Ingredients:
5 Tablespoons unsalted butter
3 Tablespoons all-purpose flour
2 1/2 cups whole milk
1 lb sharp cheddar, cut into 1/2 inch cubes
1/2 lb colby cheese, cut into 1/2 inch cubes
1/4 teaspoon Dijon mustard (original recipe called for 1 tablespoon mustard...I found that overwhelming but I'm sensitive to the taste of mustard. You might want to use more than 1/4 teaspoon if you're a big mustard fan).
Pinch grated nutmeg
Pinch cayenne pepper
salt and pepper to taste
1 lb elbow macaroni
approx 1 sleeve Ritz crackers (original recipe calls for 3/4 cups bread crumbs, but I think Ritz crackers are a thousand times better).
Directions:
Preheat the oven to 350
Butter a shallow 2 quart baking dish.
Melt 3 tablespoons butter in a large saucepan. Add the flour and cook over moderate heat for 2 minutes, stirring constantly. Add the milk and cook over moderate heat, whisking constantly until thickened, about 3 minutes.
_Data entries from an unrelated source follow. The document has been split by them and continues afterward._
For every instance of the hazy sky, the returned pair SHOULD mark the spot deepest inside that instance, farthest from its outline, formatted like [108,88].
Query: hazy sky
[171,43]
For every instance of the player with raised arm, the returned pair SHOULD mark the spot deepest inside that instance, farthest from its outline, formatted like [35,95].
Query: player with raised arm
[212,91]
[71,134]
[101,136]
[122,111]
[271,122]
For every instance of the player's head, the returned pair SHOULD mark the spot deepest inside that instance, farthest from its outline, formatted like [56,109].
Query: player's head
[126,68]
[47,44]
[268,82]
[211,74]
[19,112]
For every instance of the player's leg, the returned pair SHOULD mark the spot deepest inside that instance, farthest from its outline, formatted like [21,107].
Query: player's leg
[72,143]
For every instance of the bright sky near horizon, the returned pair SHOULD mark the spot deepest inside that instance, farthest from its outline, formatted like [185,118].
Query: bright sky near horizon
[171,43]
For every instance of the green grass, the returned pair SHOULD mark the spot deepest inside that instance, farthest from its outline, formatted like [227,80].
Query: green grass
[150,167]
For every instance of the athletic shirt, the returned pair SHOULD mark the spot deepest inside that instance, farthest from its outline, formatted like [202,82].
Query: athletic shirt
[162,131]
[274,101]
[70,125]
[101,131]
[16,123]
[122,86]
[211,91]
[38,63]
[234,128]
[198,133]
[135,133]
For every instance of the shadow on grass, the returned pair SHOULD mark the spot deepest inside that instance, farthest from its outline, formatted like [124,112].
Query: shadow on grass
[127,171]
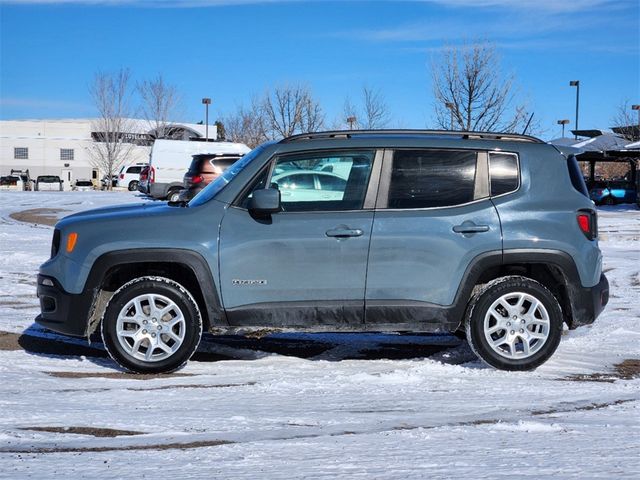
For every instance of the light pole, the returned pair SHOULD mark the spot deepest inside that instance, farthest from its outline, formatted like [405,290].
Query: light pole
[563,123]
[637,108]
[450,106]
[206,102]
[576,83]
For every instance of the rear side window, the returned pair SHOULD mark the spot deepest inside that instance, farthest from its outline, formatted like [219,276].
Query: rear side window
[431,178]
[503,172]
[577,180]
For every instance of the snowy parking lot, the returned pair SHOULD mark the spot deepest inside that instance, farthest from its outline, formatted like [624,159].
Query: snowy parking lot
[313,406]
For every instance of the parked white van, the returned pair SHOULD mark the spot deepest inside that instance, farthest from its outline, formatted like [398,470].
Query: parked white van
[129,175]
[170,159]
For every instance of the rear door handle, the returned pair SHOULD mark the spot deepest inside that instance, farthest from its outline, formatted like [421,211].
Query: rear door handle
[344,232]
[470,228]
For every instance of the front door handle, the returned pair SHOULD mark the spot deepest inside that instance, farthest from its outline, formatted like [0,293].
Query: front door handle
[470,227]
[344,232]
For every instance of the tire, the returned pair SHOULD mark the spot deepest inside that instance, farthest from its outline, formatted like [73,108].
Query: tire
[174,195]
[523,334]
[149,343]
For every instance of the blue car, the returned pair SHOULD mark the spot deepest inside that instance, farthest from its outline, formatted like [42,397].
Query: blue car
[612,193]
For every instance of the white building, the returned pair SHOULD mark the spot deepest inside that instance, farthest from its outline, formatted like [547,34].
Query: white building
[63,147]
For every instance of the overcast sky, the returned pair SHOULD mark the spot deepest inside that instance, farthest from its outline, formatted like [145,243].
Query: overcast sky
[233,50]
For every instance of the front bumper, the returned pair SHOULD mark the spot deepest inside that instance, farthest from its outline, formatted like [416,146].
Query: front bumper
[588,303]
[62,312]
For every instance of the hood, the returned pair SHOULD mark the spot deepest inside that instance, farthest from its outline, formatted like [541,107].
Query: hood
[135,210]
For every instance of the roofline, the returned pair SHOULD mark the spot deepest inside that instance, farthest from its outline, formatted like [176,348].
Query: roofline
[335,134]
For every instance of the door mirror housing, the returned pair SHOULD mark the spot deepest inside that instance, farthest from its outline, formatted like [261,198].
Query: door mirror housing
[265,201]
Add half of the cheddar and colby and cook over low heat, stirring, until melted. Stir in the nutmeg, cayenne, salt, pepper, and mustard.
Meanwhile, cook the elbow macaroni according to the package directions. Drain well and return to the pot. Add the cheese sauce and remaining chunks of cheese and stir until combined. Pour into the prepared baking dish.
Crumble Ritz crackers over the macaroni. Melt 2 tablespoons of butter in the microwave and pour over the ritz crumbs.
Bake 30 minutes until bubbling and golden.